O yıllarda eczane demek biraz da “reprezantan” demekti. İstanbul ya da İzmir’den gelirler, tüm eczaneleri dolaşıp siparişlerini alırlar, hemen her gece bir eczacı ya da kalfayla yemek yiyerek içki içip zamanı uzatırlar ve otomobillerine binerek başka bir şehre, yeni maceralara koşarlardı. Babamın isimlerini hala hatırladığım ve yanılmıyorsam İzmir Ecza Deposu’ndan gelen iki “reprezantan” arkadaşı vardı: Biri Avram Amca diğeri ise Recep Ağabey. Avram Amca’nın sünnet düğünümde getirdiği, hem kapağı hem de gövdesi siyah olan Pelikan marka dolmakalemi ta 1962’den beri hala kullanırım. Dile kolay, tam 47 yıl olmuş. Avram Amca daha sonra İsrail’e yerleşmişti.

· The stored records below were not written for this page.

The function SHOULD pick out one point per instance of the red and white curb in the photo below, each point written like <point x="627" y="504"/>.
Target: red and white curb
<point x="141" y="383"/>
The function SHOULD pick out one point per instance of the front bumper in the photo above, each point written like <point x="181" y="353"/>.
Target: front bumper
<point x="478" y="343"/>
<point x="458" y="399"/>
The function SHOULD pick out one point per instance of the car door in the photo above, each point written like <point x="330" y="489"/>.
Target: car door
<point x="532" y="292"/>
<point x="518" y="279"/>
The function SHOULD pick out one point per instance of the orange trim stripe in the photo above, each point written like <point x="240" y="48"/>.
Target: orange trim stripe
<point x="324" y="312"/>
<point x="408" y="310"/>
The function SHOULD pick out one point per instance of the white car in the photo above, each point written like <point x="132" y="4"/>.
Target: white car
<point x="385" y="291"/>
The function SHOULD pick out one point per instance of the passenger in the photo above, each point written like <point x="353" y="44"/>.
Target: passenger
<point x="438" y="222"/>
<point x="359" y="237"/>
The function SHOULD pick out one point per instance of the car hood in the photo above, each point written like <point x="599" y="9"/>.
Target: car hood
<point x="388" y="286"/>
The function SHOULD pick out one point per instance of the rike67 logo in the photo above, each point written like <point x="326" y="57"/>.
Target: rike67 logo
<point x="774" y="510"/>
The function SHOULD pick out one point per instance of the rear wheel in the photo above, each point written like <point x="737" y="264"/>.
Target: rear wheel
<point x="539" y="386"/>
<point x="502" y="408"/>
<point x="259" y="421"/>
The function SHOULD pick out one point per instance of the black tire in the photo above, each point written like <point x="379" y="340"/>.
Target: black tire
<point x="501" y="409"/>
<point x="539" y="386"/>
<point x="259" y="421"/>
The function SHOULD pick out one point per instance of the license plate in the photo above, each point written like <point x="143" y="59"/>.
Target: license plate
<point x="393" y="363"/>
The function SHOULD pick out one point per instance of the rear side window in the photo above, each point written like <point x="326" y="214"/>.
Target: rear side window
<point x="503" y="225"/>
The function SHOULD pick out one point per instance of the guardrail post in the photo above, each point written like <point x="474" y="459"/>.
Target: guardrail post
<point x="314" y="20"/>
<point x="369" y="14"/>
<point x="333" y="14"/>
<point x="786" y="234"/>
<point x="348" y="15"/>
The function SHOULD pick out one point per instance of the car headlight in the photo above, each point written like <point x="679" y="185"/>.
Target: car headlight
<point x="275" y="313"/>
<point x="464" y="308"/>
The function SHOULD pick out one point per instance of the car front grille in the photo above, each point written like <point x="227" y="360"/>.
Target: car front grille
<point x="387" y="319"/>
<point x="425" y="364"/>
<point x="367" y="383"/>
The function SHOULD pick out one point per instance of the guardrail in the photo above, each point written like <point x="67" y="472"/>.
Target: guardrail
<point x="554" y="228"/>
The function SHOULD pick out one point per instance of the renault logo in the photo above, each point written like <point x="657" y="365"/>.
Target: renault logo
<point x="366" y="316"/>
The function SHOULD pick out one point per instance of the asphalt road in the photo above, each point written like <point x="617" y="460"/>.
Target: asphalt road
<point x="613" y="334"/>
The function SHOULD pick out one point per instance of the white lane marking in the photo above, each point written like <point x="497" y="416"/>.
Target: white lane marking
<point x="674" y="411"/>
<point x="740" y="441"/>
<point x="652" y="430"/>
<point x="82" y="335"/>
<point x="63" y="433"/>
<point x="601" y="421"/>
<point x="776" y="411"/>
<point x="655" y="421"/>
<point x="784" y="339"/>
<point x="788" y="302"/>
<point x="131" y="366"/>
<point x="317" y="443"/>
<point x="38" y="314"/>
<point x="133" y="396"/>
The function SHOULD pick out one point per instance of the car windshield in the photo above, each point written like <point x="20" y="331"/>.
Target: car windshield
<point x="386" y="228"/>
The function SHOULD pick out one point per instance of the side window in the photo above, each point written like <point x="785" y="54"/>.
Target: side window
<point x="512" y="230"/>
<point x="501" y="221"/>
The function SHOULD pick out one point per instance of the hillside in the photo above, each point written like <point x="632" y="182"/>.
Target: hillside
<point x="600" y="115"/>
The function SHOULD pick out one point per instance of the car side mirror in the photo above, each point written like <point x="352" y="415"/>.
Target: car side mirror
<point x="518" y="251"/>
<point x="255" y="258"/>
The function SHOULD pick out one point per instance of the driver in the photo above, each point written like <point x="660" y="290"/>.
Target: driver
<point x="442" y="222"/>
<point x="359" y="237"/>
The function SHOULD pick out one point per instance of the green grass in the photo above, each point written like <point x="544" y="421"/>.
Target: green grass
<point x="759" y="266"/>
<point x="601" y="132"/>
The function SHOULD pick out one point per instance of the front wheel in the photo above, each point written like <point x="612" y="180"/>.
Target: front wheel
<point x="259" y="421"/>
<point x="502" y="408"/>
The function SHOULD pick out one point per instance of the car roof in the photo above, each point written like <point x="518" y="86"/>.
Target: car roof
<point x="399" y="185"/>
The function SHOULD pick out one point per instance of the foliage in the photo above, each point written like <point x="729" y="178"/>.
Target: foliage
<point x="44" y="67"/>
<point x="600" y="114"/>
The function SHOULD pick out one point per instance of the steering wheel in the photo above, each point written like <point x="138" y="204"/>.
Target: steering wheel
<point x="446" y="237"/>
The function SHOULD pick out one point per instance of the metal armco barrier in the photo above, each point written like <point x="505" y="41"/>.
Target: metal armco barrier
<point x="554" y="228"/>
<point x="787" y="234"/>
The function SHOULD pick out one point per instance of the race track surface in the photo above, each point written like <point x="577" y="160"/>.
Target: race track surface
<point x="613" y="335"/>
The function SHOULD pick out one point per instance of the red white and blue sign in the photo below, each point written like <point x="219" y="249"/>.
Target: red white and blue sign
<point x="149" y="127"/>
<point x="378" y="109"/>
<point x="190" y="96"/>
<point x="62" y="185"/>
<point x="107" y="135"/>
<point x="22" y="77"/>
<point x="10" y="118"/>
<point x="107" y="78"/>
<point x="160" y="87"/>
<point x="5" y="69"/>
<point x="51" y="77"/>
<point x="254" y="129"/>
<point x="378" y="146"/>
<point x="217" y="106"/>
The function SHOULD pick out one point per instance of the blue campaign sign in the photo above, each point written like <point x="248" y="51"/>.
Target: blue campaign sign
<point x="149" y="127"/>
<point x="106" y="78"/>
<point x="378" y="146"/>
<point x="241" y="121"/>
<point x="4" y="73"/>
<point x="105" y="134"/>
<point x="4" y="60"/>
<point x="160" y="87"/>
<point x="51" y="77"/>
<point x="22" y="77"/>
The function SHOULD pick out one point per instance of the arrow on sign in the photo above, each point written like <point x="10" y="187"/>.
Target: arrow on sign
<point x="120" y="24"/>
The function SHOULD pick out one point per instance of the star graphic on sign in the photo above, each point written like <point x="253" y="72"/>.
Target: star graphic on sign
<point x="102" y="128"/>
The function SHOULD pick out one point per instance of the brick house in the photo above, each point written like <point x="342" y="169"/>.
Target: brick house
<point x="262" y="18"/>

Tanıdığım “en büyük reprezantan”  Nedim Yücel’dir. Ahmet Şevki Amca’nın oğlu olan Nedim Ağabey, hem şair, hem ressamdı ve nevi şahsına münhasır bir insandı; kendine özgüydü yani. Kısık sesiyle heyecanlı heyecanlı konuşur ve her zaman işinden başka bir projesi olurdu. Hep, babama “Sahir, dinle bak, şunu dinle. Çok para kazanacağız bu işte” diye başlar ve gerçekleşmesi imkânsız projelerini anlatırdı. Hayal gücü olağanüstü genişti. Dördüncü kez ilk karısıyla evlenmişti.

“Reprezantanlık” son derece kalıcı arkadaşlıkların kurulmasına vesile olmuştur.  Kardeşim Uğur, askerliğini yapmış olduğu halde ilgili evrakın İzmir’den İstanbul’a gönderilmemiş olması nedeniyle bir cumartesi gecesi “ huzur operasyonu” vesilesiyle Beşiktaş’ta içeriye alınmıştı. Hafta sonu olduğundan ancak iki gün sonra çıkarabildiğimiz Uğur’un anlattığına göre, nezarethanedeyken, herkes adını ve soyadını söyledikten bir süre sonra, Gündoğmuş’u duyan yaşlıca bir adam kardeşime seslenerek, ” Oğlum sen Sahir’in oğlu musun” diye sorup “ evet” yanıtını alınca çok sevinmiş ve eskiden “reprezantan” olduğunu, babamla yıllar önce bu vesileyle tanıştığını, çok yakın arkadaş olduklarını uzun uzun anlatmış. Ne tesadüf ama… Rasgele kaos… 

,

Bir cevap yazın

E-posta hesabınız yayımlanmayacak.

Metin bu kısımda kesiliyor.